Work by Ragolia led to the full characterization of the enzyme and its clinical effects relative to the risk of early delivery and preterm birth.

Ragolia said he hopes that this test could put fearful parents at ease during pregnancy. 

“This marker shows great promise to inform the development of a novel biomarker panel for preterm birth. Combining the diagnostic test development expertise of Progenity with NYU Winthrop’s leading clinical center and state-of-the-art research facility strongly positions this partnership for success,” said Matthew Cooper, chief scientific officer at Progenity. 

Cooper said the company is “continually striving”  to make health care more precise with new technologies that can prevent potentially fatal complications and bring about better outcomes for a mother and child.

“It’s not perfect, but we’re working on it,” Ragolia said of the biomarker test. 

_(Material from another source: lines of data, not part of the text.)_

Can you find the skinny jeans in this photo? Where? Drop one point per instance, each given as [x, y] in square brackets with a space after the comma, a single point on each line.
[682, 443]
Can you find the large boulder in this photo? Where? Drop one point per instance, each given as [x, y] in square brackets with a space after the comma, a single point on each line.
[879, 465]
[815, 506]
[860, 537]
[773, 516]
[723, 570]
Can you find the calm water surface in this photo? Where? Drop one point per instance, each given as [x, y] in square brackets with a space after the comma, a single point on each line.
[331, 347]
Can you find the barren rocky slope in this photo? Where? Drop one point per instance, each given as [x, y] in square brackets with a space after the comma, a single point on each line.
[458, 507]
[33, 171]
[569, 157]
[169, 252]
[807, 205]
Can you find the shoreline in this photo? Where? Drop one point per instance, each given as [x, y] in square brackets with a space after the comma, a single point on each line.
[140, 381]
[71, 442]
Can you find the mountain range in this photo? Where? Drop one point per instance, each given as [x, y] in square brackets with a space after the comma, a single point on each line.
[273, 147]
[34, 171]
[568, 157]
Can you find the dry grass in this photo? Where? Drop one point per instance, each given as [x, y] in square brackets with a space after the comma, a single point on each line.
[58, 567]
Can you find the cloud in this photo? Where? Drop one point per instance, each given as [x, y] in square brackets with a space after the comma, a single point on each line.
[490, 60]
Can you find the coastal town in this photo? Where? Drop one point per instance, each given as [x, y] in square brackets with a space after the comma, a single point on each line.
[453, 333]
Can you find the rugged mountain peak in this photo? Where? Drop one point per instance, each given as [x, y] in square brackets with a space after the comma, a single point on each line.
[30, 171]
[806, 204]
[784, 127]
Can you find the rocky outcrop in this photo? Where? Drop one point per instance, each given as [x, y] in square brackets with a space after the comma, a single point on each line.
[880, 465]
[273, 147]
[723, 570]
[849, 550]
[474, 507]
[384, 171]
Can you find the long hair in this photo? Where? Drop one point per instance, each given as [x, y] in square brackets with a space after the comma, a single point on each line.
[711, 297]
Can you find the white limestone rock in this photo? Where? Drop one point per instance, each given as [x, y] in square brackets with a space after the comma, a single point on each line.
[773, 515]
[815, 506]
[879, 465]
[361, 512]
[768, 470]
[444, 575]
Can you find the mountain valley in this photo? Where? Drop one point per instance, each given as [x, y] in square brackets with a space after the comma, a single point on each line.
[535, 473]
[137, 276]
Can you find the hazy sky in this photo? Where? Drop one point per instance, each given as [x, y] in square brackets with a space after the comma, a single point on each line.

“The successful development of this test could enable us to proactively manage and screen for the risk of preterm delivery rather than being reactionary. No one test should be used in isolation, but this biomarker panel for preterm birth could be a powerful tool,” said Martin Chavez, chief of the Division of Maternal-Fetal Medicine and Fetal Surgery at NYU Winthrop Hospital.

As part of the initiative, NYU Winthrop granted Progenity an exclusive license to key intellectual property for which the hospital holds patents. These patents pertain to the  biomarker for predicting preterm births, and the two organizations are collaborating on studies to identify additional preterm birth markers, as well as the clinical validation of other reproductive health tests for Progenity.